Managing Parameters and State

We will show you how to…

  • manage the variables from initialization to updates.

  • split and re-assemble parameters and state.

  • use vmap with batch-dependant state.

class BiasAdderWithRunningMean(nn.Module):
  momentum: float = 0.9

  @nn.compact
  def __call__(self, x):
    is_initialized = self.has_variable('batch_stats', 'mean')
    mean = self.variable('batch_stats', 'mean', jnp.zeros, x.shape[1:])
    bias = self.param('bias', lambda rng, shape: jnp.zeros(shape), x.shape[1:])
    if is_initialized:
      mean.value = (self.momentum * mean.value +
                    (1.0 - self.momentum) * jnp.mean(x, axis=0, keepdims=True))
    return mean.value + bias

This example model is a minimal example that contains both parameters (declared with self.param) and state variables (declared with self.variable).

The tricky part with initialization here is that we need to split the state variables and the parameters we’re going to optimize for.

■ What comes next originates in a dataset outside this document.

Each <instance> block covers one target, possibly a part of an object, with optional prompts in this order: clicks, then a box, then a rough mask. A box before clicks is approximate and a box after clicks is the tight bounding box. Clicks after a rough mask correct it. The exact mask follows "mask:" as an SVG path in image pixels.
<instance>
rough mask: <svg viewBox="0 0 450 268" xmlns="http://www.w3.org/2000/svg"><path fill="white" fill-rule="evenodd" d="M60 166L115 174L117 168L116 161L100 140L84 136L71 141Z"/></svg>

First we define update_step as follow (with dummy loss that should be replaced for yours):

def update_step(apply_fn, x, optimizer, state):
  def loss(params):
    y, updated_state = apply_fn({'params': params, **state},
                                x, mutable=list(state.keys()))
    l = ((x - y) ** 2).sum() # Replace with your loss here.
    return l, updated_state

  (l, updated_state), grads = jax.value_and_grad(
      loss, has_aux=True)(optimizer.target)
  optimizer = optimizer.apply_gradient(grads)
  return optimizer, updated_state

Then we can write the actual training code.

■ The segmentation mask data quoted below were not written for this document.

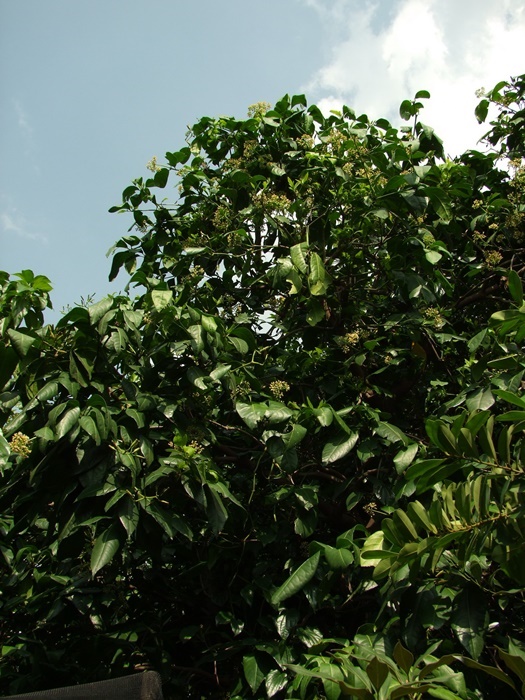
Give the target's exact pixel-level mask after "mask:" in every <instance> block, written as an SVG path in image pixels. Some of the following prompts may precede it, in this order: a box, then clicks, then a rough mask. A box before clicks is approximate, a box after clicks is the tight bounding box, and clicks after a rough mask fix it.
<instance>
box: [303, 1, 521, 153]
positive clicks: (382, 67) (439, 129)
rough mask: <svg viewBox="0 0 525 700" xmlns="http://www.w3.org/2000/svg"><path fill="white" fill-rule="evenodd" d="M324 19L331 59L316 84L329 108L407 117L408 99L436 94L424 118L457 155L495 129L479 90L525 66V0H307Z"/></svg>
mask: <svg viewBox="0 0 525 700" xmlns="http://www.w3.org/2000/svg"><path fill="white" fill-rule="evenodd" d="M305 2H306V4H307V5H308V6H309V7H311V8H312V9H313V10H314V11H316V12H317V13H318V15H319V18H320V19H321V21H322V22H323V23H324V26H325V28H326V30H327V31H328V36H330V37H331V42H332V48H331V51H330V58H329V60H328V61H327V63H326V65H324V66H323V67H322V68H321V69H320V70H319V71H318V72H317V73H316V74H315V76H313V78H312V80H311V81H310V84H309V86H308V89H309V91H310V92H313V93H314V97H315V98H316V99H317V101H318V103H319V104H320V106H321V107H323V108H326V106H329V107H330V108H339V107H340V106H341V104H343V103H346V104H348V105H349V106H350V107H352V108H354V109H355V110H356V111H357V112H359V113H362V112H366V113H367V114H368V115H369V116H370V117H372V118H378V117H387V118H389V119H390V120H391V121H393V122H394V123H395V124H399V123H400V121H401V120H400V118H399V117H398V113H397V109H398V107H399V104H400V103H401V101H402V100H403V99H406V98H409V99H410V98H412V97H413V96H414V94H415V93H416V92H417V91H418V90H421V89H426V90H429V92H430V93H431V96H432V98H431V100H429V101H428V103H427V104H426V106H425V109H424V110H423V112H422V113H421V116H420V118H421V120H422V121H423V122H425V123H428V124H430V125H431V126H433V127H434V128H435V129H436V131H437V133H438V135H440V136H441V138H443V140H444V142H445V148H446V150H447V151H448V152H449V153H452V154H456V153H459V152H461V151H463V150H464V149H466V148H473V147H475V146H476V142H477V140H478V139H479V138H480V136H481V135H482V134H483V133H484V132H486V131H487V126H486V125H484V126H479V125H478V124H477V122H476V120H475V117H474V108H475V106H476V104H477V101H478V100H477V98H476V96H475V90H476V89H477V88H479V87H482V86H484V87H486V88H491V87H493V85H494V84H495V83H497V82H499V81H500V80H505V79H507V78H509V77H510V76H511V75H518V74H520V73H523V72H525V65H524V63H525V61H524V60H523V46H524V44H525V0H499V1H498V2H495V1H494V0H462V2H461V3H458V2H456V0H392V2H389V3H388V10H387V9H386V6H387V3H386V2H370V1H368V2H366V1H365V2H363V0H335V1H332V2H330V1H329V0H305Z"/></svg>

model = BiasAdderWithRunningMean()
variables = model.init(random.PRNGKey(0), dummy_input)
state, params = variables.pop('params') # Split state and params to optimize for
del variables # Delete variables to avoid wasting resources
optimizer = optim.sgd.GradientDescent(learning_rate=0.02).create(params)

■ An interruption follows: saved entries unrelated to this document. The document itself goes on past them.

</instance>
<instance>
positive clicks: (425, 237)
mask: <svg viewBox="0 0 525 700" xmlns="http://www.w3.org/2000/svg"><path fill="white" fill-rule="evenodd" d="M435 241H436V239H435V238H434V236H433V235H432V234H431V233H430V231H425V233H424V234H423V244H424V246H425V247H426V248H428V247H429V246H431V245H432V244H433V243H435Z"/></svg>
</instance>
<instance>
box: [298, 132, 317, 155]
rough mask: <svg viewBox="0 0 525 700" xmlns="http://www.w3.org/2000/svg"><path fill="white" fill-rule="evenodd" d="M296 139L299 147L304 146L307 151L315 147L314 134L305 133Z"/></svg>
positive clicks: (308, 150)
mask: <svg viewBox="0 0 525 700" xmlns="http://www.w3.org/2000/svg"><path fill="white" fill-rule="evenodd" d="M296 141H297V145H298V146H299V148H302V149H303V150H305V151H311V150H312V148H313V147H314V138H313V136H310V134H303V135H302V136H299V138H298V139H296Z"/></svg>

for _ in range(num_epochs):
  optimizer, state = update_step(model.apply, dummy_input, optimizer, state)

vmap accross the batch dimension

When using vmap and managing state that depends on the batch dimension, for example when using BatchNorm, the setup above must be modified slightly. This is because any layer whose state depends on the batch dimension is not strictly vectorizable. In the case of BatchNorm, lax.pmean() must be used to average the statistics over the batch dimension so that the state is in sync for each item in the batch.

This requires two small changes. Firstly, we need to name the batch axis in our model definition. Here, this is done by specifying the axis_name argument of BatchNorm. In your own code this might require specifying the axis_name argument of lax.pmean() directly.

class MLP(nn.Module):
  hidden_size: int
  out_size: int

  @nn.compact
  def __call__(self, x, train=False):
    norm = partial(
        nn.BatchNorm,
        use_running_average=not train,
        momentum=0.9,
        epsilon=1e-5,
        axis_name="batch", # Name batch dim
    )

    x = nn.Dense(self.hidden_size)(x)
    x = norm()(x)
    x = nn.relu(x)
    x = nn.Dense(self.hidden_size)(x)
    x = norm()(x)
    x = nn.relu(x)
    y = nn.Dense(self.out_size)(x)

    return y

Secondly, we need to specify the same name when calling vmap in our training code:

def update_step(apply_fn, x_batch, y_batch, optimizer, state):

  def batch_loss(params):
    def loss_fn(x, y):
      pred, updated_state = apply_fn(
        {'params': params, **state},
        x, mutable=list(state.keys())
      )
      return (pred - y) ** 2, updated_state

    loss, updated_state = jax.vmap(
      loss_fn, out_axes=(0, None), # Exclude state from mapping
      axis_name="batch" # Name batch dim
    )(x_batch, y_batch)
    return jnp.mean(loss), updated_state

  (loss, updated_state), grads = jax.value_and_grad(
    batch_loss, has_aux=True
  )(optimizer.target)

  optimizer = optimizer.apply_gradient(grads)
  return optimizer, updated_state, loss

Note that we also need to specify that the model state does not have a batch dimension. Now we are able to train the model:

model = MLP(hidden_size=10, out_size=1)
variables = model.init(random.PRNGKey(0), dummy_input)
state, params = variables.pop('params') # Split state and params to optimize for
del variables # Delete variables to avoid wasting resources
optimizer = optim.sgd.GradientDescent(learning_rate=0.02).create(params)

for _ in range(num_epochs):
  optimizer, state, loss = update_step(model.apply, X, Y, optimizer, state)